Soviet-Russian New Year variety show

The Little Blue Light (Голубой огонёк) was a popular musical variety show aired on Soviet television since 1962 during various holidays. The name alludes to the light bluish glare of a black-and-white cathode ray tube TV screen as well as some traditional Russian expressions relating to friendly visits: заглянуть на огонек (zaglyanut na ogonyok) – "to drop in on a light", i. e. to visit someone after seeing a light in their window; посидеть у огонька (posidyet' u ogon'ka) – to have a sit by the fire.

The show featured popular artists and various prominent Soviet people: udarniks, Heroes of Socialist Labor, cosmonauts, actors, etc., as well as guests from the countries of the "socialist camp", who sat by the tables in a "TV cafeteria", singing songs, playing sketches, boasting and celebrating the holiday. The idea of the show was that they "dropped in on a light" to every Soviet family to share the festive table beyond the TV glass.

A separate item was the performance of comedians. The apogee of the comedy program has always been Arkady Raikin's numbers, comic duets were popular — Veronika Mavrikievna and Avdotya Nikitichna (Vadim Tonkov and Boris Vladimirov), Plug and Tarapunka (Yefim Berezin and Yuri Timoshenko), as well as Lev Mirov and Mark Novitsky.

The best-known was the New Year's Little Blue Light (Новогодний Голубой огонёк), aired on every New Year's Eve as a part of the late Soviet tradition: the Little Blue Light followed the New Year's speech by the General Secretary of the Communist Party with congratulations to the Soviet people followed by the Kremlin midnight chimes and the State Anthem of the Soviet Union, which was, in turn, preceded by the 1975 film comedy Irony of Fate.

Writer Andrey Khoroshevsky believed that the phenomenon of the "Blue Light" consisted in the fact that even the most famous guests in the program appeared to be ordinary people with problems and interests understandable to every viewer. In 2003, Mikhail Shvydkoy, Russian Minister of Culture, stated that ""The Blue Light" turned the Soviet Union into a large communal apartment — it united people at the screens."

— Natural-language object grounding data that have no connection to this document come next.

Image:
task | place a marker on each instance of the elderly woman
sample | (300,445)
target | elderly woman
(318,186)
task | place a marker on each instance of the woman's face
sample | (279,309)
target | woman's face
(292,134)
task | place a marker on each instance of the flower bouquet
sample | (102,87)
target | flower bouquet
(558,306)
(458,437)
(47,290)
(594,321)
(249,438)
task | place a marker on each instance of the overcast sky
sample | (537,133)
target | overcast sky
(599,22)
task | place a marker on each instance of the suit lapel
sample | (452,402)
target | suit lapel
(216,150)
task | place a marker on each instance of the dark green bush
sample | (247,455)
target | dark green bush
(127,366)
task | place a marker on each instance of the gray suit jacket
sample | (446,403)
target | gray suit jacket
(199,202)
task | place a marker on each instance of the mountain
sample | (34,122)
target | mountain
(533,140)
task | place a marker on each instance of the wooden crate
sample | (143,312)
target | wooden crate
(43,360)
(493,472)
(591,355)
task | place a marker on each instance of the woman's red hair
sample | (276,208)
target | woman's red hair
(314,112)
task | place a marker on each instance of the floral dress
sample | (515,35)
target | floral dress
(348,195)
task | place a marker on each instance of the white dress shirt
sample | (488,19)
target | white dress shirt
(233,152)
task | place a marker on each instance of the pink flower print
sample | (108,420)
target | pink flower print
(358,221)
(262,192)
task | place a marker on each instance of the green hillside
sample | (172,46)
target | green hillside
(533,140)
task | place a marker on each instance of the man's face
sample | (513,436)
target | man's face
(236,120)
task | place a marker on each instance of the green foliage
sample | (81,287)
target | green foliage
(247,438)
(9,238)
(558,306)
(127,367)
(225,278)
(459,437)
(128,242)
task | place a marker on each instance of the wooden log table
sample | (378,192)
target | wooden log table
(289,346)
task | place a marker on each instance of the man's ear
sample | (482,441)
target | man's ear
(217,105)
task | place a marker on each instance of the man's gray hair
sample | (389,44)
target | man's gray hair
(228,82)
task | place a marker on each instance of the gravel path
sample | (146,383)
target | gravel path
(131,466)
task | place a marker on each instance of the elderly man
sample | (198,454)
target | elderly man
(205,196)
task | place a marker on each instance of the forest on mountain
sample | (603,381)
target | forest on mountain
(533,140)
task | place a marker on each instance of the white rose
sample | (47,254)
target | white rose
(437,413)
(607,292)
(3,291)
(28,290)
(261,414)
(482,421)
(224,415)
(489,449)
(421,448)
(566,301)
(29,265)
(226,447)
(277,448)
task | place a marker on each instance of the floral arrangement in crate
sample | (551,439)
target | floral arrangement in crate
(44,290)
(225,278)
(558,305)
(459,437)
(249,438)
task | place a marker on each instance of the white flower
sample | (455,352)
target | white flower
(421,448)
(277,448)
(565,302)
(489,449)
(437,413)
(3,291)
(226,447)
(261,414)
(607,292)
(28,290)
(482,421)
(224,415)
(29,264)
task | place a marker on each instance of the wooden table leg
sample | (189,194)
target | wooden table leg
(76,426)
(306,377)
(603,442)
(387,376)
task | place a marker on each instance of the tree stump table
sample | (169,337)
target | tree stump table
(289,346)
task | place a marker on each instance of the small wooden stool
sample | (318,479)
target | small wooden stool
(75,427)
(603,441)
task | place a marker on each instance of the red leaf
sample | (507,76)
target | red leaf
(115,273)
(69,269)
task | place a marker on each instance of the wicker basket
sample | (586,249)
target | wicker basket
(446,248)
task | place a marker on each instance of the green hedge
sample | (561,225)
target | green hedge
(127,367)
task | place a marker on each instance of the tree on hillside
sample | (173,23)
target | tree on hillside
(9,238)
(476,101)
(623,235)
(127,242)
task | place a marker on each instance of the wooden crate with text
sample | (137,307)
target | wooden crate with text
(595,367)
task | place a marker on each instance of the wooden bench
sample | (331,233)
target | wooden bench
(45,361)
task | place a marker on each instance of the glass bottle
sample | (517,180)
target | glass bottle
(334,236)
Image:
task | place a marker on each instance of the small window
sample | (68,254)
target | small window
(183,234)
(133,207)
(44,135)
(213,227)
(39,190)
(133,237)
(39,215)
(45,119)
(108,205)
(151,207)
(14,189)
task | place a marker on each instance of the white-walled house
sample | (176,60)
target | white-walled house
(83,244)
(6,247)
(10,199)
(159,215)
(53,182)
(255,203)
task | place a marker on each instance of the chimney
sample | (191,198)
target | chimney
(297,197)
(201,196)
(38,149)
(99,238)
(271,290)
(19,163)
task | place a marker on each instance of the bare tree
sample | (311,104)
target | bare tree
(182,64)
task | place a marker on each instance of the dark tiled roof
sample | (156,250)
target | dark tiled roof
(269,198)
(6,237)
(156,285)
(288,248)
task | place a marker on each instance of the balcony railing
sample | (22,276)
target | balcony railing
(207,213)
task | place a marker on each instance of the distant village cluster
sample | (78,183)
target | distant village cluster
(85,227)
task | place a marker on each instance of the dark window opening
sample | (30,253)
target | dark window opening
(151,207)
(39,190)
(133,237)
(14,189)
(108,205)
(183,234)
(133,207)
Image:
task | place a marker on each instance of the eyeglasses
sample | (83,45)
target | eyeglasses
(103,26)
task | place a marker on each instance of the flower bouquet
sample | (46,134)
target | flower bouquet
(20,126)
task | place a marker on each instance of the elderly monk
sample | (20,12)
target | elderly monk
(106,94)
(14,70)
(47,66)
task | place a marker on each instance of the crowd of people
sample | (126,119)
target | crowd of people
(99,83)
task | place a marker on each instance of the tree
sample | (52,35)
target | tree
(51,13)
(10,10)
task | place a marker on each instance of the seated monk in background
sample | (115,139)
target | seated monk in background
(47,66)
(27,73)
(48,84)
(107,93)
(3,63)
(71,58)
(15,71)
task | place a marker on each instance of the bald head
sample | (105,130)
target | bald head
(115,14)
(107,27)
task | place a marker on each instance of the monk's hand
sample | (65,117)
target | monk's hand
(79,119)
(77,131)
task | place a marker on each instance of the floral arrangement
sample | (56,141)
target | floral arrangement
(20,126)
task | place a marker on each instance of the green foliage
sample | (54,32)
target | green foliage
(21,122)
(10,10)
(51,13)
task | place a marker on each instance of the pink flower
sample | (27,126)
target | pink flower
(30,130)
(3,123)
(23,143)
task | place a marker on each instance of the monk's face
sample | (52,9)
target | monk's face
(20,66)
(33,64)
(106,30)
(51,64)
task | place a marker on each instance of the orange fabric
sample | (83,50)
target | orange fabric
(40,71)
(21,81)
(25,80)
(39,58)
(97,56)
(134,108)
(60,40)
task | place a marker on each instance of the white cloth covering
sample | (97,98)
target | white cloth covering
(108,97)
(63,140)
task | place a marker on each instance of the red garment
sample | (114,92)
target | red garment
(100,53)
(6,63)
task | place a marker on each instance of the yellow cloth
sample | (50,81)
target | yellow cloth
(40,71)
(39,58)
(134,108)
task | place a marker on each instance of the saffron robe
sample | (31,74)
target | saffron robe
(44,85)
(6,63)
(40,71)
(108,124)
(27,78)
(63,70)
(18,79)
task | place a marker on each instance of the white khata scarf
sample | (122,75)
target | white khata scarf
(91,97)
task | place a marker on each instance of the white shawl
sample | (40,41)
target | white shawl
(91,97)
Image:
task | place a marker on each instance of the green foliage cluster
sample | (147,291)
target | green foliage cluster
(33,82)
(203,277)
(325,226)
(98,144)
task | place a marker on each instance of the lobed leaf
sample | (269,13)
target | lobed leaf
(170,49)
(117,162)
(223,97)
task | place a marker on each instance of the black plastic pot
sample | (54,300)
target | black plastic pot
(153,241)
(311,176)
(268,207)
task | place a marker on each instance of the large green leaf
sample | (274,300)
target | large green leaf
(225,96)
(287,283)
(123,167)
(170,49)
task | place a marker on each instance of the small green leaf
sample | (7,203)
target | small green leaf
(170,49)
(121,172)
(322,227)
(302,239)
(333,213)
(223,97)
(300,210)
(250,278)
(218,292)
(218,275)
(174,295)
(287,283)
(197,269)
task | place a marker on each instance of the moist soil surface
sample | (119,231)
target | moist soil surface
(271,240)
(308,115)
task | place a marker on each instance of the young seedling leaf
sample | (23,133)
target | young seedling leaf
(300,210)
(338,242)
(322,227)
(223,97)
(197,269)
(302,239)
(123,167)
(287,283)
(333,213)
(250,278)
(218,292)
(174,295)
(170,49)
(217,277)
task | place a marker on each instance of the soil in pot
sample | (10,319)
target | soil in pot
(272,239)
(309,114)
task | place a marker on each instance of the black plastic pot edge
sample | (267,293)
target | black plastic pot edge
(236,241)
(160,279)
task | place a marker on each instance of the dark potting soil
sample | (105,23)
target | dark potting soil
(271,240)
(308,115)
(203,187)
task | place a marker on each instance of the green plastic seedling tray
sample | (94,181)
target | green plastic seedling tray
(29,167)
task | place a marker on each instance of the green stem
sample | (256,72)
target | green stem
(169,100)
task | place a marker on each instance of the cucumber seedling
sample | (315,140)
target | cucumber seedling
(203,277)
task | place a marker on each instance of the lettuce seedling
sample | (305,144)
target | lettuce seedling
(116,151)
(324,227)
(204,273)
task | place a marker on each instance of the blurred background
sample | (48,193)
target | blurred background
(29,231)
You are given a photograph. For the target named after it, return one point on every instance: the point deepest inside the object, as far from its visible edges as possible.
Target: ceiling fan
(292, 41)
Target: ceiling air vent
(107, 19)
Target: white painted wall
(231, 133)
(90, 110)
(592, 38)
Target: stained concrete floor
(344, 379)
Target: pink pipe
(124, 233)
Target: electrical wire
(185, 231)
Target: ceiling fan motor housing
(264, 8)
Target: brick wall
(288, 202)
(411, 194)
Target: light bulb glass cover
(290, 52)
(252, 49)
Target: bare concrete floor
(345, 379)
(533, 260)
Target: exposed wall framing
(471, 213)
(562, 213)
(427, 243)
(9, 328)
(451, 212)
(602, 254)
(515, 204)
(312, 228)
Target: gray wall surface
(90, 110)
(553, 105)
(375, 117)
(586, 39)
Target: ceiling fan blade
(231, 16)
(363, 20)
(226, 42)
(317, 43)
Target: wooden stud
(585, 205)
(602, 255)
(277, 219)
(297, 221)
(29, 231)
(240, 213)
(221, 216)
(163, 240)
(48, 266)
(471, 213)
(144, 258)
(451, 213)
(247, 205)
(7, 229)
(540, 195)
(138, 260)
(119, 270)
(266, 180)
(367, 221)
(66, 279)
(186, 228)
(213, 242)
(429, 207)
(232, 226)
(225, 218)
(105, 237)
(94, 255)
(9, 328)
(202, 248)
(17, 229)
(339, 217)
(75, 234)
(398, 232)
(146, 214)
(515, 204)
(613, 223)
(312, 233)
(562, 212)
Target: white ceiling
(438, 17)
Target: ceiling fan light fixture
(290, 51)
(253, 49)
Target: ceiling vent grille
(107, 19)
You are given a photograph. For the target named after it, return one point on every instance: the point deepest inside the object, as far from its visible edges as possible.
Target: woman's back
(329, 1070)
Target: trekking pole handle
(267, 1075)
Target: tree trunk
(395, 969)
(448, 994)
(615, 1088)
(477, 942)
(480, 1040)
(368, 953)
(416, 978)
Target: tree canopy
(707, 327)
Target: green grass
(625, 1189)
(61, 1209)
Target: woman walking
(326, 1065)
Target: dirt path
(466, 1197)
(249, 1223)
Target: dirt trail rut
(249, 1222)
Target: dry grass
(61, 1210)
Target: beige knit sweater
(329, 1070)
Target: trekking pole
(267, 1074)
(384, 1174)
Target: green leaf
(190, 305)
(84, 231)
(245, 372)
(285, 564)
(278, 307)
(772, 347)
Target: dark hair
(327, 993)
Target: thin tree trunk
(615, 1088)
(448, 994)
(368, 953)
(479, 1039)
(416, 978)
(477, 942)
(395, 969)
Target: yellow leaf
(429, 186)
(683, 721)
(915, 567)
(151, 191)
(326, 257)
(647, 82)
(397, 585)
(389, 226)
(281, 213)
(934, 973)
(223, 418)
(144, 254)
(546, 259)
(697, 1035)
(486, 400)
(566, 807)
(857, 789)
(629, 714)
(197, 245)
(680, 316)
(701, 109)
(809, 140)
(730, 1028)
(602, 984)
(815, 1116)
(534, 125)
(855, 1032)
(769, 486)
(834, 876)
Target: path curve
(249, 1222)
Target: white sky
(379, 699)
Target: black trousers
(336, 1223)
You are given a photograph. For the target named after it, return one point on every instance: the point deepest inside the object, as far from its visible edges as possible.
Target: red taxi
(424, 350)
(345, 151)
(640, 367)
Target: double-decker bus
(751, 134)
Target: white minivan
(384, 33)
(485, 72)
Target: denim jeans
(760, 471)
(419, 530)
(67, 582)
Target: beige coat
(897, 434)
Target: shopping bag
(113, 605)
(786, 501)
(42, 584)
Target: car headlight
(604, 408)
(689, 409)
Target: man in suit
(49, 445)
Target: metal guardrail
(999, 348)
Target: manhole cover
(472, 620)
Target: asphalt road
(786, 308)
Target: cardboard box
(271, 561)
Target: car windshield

The Little Blue Light was devised by film director Aleksey Gabrilovich, and the first show was aired on 6 April 1962 as a weekly Saturday broadcast. After some time it became a monthly show, and later it was only aired on major holidays.

During the decline of the Soviet Union, the "trademark" Little Blue Light began to gradually disappear from the screens and the New Year concert became a matter of experimenting. The last show of Little Blue Light was in fact a potpourri from older programs. After the dissolution of the Soviet Union, the program was revived in Russia after a ten-year hiatus in 1998 as a yearly special. Thoroughly following the format of its Soviet predecessor, it has become an element of Soviet nostalgia. The trademark "Little Blue Light" is now owned by Russia 1, the television network, where it is still seen immediately after President's address on the New Year midnight under the title "Голубой огонёк на Шаболовке" "Little Blue Light at Shabolovka" (Here "Shabolovka" refers to the Shabolovka TV Center.)

In the 1970s the typical New Year's LBL episode lasted an hour and a half, since the late 1980s up till today the telecast begins at 12:05 am MST and lasts for three hours.